Era nata così la loro canzone, da accordi oscuri e parole piene di vecchio rancore e nuovo, caldo cuore. Quel foglio era un portafortuna, quelle parole sarebbero state il loro mantra.

Sei la mia città infernale in cui bruciare in estasi
Sulla tua pelle ho trovato una mappa, che nessuno conosceva
La via per il Paradiso, diceva
Una via tra scapole dorate, che hai percorso troppe volte
Bellezze naturali, amore vero cercasi

Alex alzò gli occhi, ancora più azzurri con quel disegno felino di eyeliner.
“Ho paura” disse, senza parlare e Dom lo strinse a sé, strappando nervosamente un angolo dal suo foglio, nascosto nella tasca.
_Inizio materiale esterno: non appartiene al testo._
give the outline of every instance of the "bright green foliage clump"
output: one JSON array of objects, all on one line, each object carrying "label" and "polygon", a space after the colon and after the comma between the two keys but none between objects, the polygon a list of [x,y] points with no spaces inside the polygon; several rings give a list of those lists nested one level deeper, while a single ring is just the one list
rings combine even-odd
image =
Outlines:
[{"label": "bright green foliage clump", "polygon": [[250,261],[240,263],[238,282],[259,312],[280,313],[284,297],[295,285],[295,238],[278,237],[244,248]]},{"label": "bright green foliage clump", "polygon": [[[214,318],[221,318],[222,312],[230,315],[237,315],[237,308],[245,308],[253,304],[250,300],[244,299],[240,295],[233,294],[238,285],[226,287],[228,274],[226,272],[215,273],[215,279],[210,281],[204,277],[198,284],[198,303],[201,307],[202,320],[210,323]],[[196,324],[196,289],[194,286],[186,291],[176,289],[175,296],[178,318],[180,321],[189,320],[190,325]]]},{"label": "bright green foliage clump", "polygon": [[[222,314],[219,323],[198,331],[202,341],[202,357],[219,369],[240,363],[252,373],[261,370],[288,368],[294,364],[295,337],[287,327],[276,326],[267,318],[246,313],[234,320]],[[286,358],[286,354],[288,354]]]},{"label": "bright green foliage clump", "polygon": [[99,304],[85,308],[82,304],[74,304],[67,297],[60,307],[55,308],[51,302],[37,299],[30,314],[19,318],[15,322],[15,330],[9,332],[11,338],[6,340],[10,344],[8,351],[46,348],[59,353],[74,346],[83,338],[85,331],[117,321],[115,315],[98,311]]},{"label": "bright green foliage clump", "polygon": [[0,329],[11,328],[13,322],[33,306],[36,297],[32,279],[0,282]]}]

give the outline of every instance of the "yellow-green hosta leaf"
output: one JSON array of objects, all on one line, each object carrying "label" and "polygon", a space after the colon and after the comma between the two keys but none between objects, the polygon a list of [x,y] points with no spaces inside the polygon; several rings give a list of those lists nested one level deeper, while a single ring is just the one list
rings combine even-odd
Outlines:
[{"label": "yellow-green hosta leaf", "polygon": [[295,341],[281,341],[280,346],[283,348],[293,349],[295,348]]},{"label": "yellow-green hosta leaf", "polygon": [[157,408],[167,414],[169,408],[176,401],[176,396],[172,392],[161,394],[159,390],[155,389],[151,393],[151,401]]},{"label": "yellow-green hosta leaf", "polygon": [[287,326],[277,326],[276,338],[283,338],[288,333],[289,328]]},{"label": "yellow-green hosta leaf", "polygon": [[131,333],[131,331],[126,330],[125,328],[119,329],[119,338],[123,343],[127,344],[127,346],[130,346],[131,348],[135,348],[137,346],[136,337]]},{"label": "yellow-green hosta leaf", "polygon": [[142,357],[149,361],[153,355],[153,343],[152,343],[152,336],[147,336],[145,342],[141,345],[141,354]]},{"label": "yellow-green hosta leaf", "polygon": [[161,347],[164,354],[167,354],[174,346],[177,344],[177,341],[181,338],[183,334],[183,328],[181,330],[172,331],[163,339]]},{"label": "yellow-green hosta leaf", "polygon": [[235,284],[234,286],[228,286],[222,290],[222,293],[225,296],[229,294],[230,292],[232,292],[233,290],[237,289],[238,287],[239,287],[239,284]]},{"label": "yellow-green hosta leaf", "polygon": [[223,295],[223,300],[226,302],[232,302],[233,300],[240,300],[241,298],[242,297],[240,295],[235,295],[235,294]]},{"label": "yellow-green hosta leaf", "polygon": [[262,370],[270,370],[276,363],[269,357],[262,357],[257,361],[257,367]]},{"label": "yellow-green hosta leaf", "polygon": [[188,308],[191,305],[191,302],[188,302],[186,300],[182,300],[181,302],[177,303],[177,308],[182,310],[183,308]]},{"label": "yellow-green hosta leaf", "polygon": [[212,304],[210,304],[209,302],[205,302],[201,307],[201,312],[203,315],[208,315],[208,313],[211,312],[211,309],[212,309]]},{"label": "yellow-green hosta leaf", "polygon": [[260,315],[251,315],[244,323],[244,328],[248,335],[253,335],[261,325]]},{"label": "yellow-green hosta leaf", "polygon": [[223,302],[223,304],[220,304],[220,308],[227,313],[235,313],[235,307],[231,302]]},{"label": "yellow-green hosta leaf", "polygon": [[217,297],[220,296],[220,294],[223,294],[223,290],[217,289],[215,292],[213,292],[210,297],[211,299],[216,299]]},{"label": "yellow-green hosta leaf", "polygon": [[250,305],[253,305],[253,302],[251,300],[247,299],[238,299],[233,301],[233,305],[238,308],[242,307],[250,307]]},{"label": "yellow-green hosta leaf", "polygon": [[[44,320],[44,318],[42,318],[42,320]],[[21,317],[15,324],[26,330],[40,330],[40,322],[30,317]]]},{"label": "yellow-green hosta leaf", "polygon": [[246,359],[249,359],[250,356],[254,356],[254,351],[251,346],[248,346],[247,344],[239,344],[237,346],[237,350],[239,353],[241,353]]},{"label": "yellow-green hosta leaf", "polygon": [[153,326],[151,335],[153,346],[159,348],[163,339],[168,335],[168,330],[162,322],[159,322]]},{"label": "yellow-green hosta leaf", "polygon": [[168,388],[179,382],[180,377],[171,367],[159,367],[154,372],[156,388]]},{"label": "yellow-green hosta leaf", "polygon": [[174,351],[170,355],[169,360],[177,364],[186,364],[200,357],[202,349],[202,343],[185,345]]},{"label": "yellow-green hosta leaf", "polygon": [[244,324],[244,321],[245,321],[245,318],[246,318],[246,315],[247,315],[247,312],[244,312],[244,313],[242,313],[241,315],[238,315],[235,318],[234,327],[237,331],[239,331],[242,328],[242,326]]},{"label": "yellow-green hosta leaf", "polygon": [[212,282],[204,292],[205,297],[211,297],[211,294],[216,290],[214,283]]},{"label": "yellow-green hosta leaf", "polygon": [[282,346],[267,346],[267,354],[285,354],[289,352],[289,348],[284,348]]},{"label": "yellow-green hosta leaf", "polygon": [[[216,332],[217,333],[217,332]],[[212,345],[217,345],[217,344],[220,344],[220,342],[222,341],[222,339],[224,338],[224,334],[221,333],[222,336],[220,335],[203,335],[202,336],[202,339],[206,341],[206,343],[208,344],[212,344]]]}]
Il cancello davanti a loro era quasi invisibile oltre la massa di persone. Sembrava così assurdo essere arrivati lì, da lì a poco avrebbero avuto il permesso di entrare, si sarebbero sistemati e per un lungo, lunghissimo giorno avrebbero atteso il proprio turno e se fossero stati giudicati interessanti avrebbero atteso un altro lunghissimo giorno per avere un pubblico a cui presentarsi.
“Anche io" mentì. Non era paura, era voglia di passare oltre, poter arrivare di là e pensare al passato, a quella giornata di ansia.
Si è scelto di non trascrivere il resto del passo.